Questions: Clinical Nutrition Support: Enteral and Parenteral Feeding
5 questions to test your understanding
Score: 0 / 5
Question 1 Multiple Choice
A critically ill patient on mechanical ventilation has a functioning gastrointestinal tract but cannot eat. Which nutrition route is most appropriate and why?
AParenteral nutrition, because it bypasses aspiration risk and delivers nutrients with greater precision
BEnteral nutrition, because it maintains gut barrier integrity, gut-associated immune function, and prevents bacterial translocation
CParenteral nutrition, because it is faster to initiate and requires no tube placement
DEither route is equivalent as long as caloric and protein targets are met
When the GI tract is functional, enteral nutrition is always preferred. The gut is not merely a passive conduit — it is an active immune and endocrine organ. Luminal nutrition maintains the intestinal epithelium, stimulates gut-associated lymphoid tissue, and prevents the bacterial translocation that can occur when the mucosa atrophies during prolonged fasting. Option A reflects a common clinical misconception; parenteral nutrition is reserved for when the gut is non-functional or inaccessible.
Question 2 Multiple Choice
A 24-year-old woman with severe anorexia nervosa is admitted after weeks of near-total starvation. On day 3 of enteral refeeding at a modest caloric rate, she develops cardiac arrhythmias and acute respiratory weakness. The most likely explanation is:
AAspiration pneumonia from the nasogastric tube, causing hypoxia and cardiac irritability
BHyperglycemia from the carbohydrate load causing osmotic fluid shifts into cells
CHypophosphatemia from intracellular phosphate shift driven by insulin release upon carbohydrate reintroduction
This is classic refeeding syndrome. During starvation, intracellular phosphate stores are depleted while serum levels are maintained near-normal through compensatory shifts. When carbohydrate is reintroduced, insulin surges and drives glucose into cells for metabolism — taking phosphate (needed for glycolysis and ATP synthesis) with it. Serum phosphate plummets, causing hypophosphatemia severe enough to impair cardiac muscle, respiratory muscle, and erythrocyte function. Option D is wrong because she is on enteral, not parenteral, nutrition.
Question 3 True / False
Pre-refeeding serum electrolyte levels in a severely malnourished patient are often near-normal, suggesting that refeeding syndrome risk is low.
TTrue
FFalse
Answer: False
This is the critical misconception that makes refeeding syndrome so dangerous. During starvation, cells release phosphate, potassium, and magnesium into the bloodstream, and the kidneys conserve these minerals — keeping serum levels apparently normal despite massively depleted intracellular stores. The 'normal' serum value is a compensated equilibrium, not a reflection of true body stores. When refeeding begins and insulin drives these minerals back into cells, serum levels can fall precipitously.
Question 4 True / False
Parenteral nutrition bypassing the gut means that every nutrient that would normally be absorbed from food must be explicitly included in the formulation.
TTrue
FFalse
Answer: True
Unlike enteral nutrition, which can rely on normal digestive and absorptive processes to extract nutrients from formula, parenteral nutrition requires the clinician to prescribe each component individually: glucose, lipid emulsion, crystalline amino acids, electrolytes (sodium, potassium, calcium, magnesium, phosphate), vitamins, and trace elements. This provides precise control but also means that any omission or error in compounding is directly delivered to the bloodstream with no absorptive buffering.
Question 5 Short Answer
Why does refeeding syndrome cause dangerous drops in serum phosphate, and why do near-normal serum phosphate levels before refeeding begins give a false sense of security?
Think about your answer, then reveal below.
Model answer: During starvation, cells release phosphate into the bloodstream and the kidneys retain it, maintaining serum levels near-normal despite depleted intracellular stores.

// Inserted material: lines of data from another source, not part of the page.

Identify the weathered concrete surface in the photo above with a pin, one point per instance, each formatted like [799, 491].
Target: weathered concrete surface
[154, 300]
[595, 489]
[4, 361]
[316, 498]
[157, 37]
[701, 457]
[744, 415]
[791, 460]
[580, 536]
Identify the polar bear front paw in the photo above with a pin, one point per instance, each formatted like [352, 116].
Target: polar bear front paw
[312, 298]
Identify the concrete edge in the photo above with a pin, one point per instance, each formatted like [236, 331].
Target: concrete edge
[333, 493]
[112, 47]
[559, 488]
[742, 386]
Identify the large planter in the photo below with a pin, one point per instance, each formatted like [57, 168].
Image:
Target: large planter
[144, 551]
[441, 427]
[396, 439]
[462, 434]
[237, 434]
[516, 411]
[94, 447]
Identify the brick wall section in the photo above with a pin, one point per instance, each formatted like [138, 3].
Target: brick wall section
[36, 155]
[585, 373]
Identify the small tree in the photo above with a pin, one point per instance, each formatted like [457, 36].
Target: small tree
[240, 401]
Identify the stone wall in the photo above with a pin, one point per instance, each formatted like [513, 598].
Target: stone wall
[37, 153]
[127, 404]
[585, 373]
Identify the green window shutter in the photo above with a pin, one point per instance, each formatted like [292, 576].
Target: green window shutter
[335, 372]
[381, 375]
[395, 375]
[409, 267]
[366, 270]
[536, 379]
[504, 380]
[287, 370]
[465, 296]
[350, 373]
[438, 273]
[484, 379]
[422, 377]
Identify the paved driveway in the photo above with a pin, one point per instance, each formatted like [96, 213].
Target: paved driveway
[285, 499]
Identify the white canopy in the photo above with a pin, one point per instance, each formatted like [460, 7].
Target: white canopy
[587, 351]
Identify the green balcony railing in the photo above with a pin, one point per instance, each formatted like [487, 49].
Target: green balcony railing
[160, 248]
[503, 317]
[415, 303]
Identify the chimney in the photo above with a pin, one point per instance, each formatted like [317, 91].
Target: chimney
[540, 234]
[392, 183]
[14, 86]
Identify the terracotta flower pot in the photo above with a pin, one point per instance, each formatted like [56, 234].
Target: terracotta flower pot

This compensated state collapses when carbohydrates are reintroduced: insulin secretion surges, driving glucose into cells for glycolysis and ATP synthesis — a process that consumes large amounts of phosphate. Phosphate rushes into cells faster than the depleted stores can buffer the shift, and serum levels plummet. The pre-refeeding 'normal' serum value is an artifact of starvation physiology, not a reflection of total body phosphate.
The practical implication is that risk stratification for refeeding syndrome must rely on clinical history (duration of starvation, degree of weight loss, underlying conditions) rather than serum electrolyte levels. High-risk patients require electrolyte repletion before refeeding begins, slow initiation of nutrition, and close monitoring during the first week regardless of their pre-refeeding lab values.